Here’s a little Thursday afternoon regalito for my fellow Texas Criminal Defense lawyers:
Often the State will lie behind the log in closing arguments, waiving its “right” to open the argument and saving all of its arguments for after the defense has made its argument. (For the laypeople reading this: when the State does this it means the prosecutor doesn’t have enough faith in his case to subject it to rebuttal; he is afraid of the flaws in his case and would rather play games than subject it to scrutiny.)
The statute giving the State the ability to open and close the argument, Texas Code of Criminal Procedure article 36.07, applies only to jury trials. In non-jury proceedings, the order of arguments is within the court’s discretion. See Cherry v. State, 488 S.W.2d 744 (Tex. Crim. App. 1973), except that the Defendant gets to open and close the argument on motions he has filed. Tex. Code Crim.

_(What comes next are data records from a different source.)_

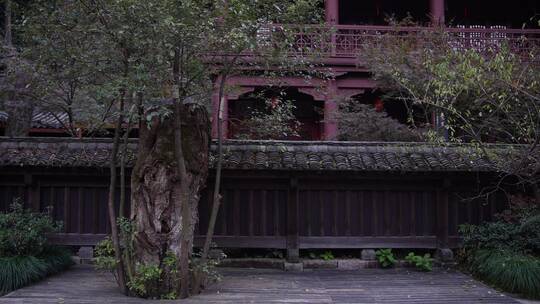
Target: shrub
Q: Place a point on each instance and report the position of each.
(386, 258)
(492, 235)
(19, 271)
(23, 232)
(104, 258)
(327, 255)
(513, 272)
(530, 230)
(424, 263)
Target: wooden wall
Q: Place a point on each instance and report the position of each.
(288, 210)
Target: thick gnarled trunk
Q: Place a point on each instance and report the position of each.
(156, 186)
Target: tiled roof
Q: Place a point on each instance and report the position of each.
(263, 155)
(43, 119)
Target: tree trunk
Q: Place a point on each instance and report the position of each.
(111, 199)
(158, 191)
(19, 111)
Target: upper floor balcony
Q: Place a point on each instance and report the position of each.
(481, 25)
(346, 41)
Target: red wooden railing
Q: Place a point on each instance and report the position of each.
(347, 40)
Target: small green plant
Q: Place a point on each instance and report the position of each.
(424, 263)
(24, 232)
(104, 258)
(386, 258)
(327, 256)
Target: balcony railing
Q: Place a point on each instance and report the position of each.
(345, 41)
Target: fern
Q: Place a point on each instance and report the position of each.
(16, 272)
(19, 271)
(515, 273)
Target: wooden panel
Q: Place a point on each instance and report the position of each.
(331, 212)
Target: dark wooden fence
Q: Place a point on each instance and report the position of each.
(289, 210)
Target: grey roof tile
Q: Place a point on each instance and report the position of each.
(263, 155)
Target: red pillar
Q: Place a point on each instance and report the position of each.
(223, 112)
(331, 10)
(436, 10)
(330, 107)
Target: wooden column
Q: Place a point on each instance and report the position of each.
(331, 10)
(32, 188)
(443, 214)
(330, 107)
(436, 10)
(293, 251)
(223, 112)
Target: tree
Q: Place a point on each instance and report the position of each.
(481, 96)
(164, 52)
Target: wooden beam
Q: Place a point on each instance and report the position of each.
(331, 10)
(428, 242)
(293, 252)
(436, 8)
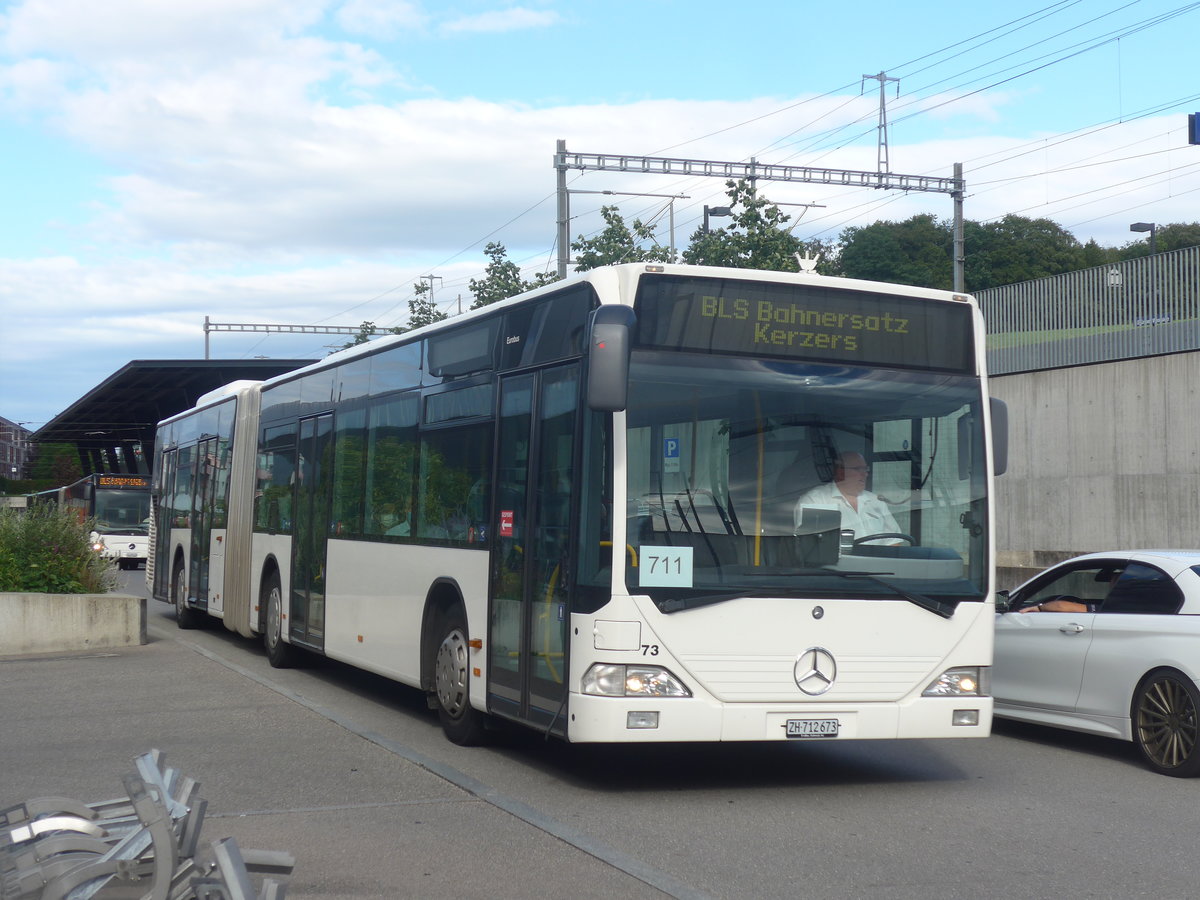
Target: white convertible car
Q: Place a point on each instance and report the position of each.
(1108, 643)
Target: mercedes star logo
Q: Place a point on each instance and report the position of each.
(815, 671)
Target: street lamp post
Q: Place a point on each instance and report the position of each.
(1146, 227)
(715, 211)
(1153, 265)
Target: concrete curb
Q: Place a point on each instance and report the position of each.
(53, 623)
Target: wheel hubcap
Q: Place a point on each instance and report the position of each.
(1168, 724)
(451, 673)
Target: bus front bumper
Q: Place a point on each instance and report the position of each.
(592, 719)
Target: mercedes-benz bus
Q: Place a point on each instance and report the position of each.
(580, 509)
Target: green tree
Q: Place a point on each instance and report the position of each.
(1017, 249)
(619, 243)
(917, 251)
(502, 279)
(755, 238)
(421, 309)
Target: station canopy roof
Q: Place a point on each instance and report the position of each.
(125, 408)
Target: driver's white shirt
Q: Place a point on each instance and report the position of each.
(873, 515)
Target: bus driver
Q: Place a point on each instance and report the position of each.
(862, 511)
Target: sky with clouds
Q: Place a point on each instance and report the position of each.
(307, 161)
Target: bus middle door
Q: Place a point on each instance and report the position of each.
(531, 547)
(312, 497)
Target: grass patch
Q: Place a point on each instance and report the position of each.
(47, 550)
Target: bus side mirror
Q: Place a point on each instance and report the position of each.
(999, 435)
(610, 336)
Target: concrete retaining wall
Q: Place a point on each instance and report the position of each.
(1101, 457)
(57, 623)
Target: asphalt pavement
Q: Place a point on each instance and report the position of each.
(365, 816)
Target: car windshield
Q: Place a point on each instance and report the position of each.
(780, 479)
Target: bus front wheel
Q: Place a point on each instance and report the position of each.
(279, 654)
(461, 723)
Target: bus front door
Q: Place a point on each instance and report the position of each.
(312, 496)
(531, 577)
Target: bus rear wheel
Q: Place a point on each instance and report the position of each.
(185, 616)
(279, 653)
(462, 724)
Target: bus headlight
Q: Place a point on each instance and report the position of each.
(961, 682)
(610, 681)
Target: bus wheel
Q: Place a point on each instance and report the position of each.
(280, 654)
(185, 616)
(451, 682)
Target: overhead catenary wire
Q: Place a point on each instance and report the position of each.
(953, 88)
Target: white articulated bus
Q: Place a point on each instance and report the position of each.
(581, 509)
(118, 505)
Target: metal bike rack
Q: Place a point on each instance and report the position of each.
(58, 849)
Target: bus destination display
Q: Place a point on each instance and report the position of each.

Proc. art. 28.02. So there is no statutory basis for the State to sandbag the defense in non-jury cases.
Even in jury cases, however, there’s an argument that the State should not get the last word: procedural due process. The Due Process Clause requires a defendant to have notice and an opportunity to be heard. If the State gets to reserve its entire argument for after the Defense has had its last opportunity to speak, the defendant is getting neither notice nor the opportunity to be heard.
Attached is a little motion that I filed before a sentencing hearing asking for the opportunity to respond to the State’s arguments. The judge in that case granted the motion, allowing me to respond to all of the State’s arguments, and I got a favorable outcome for the client.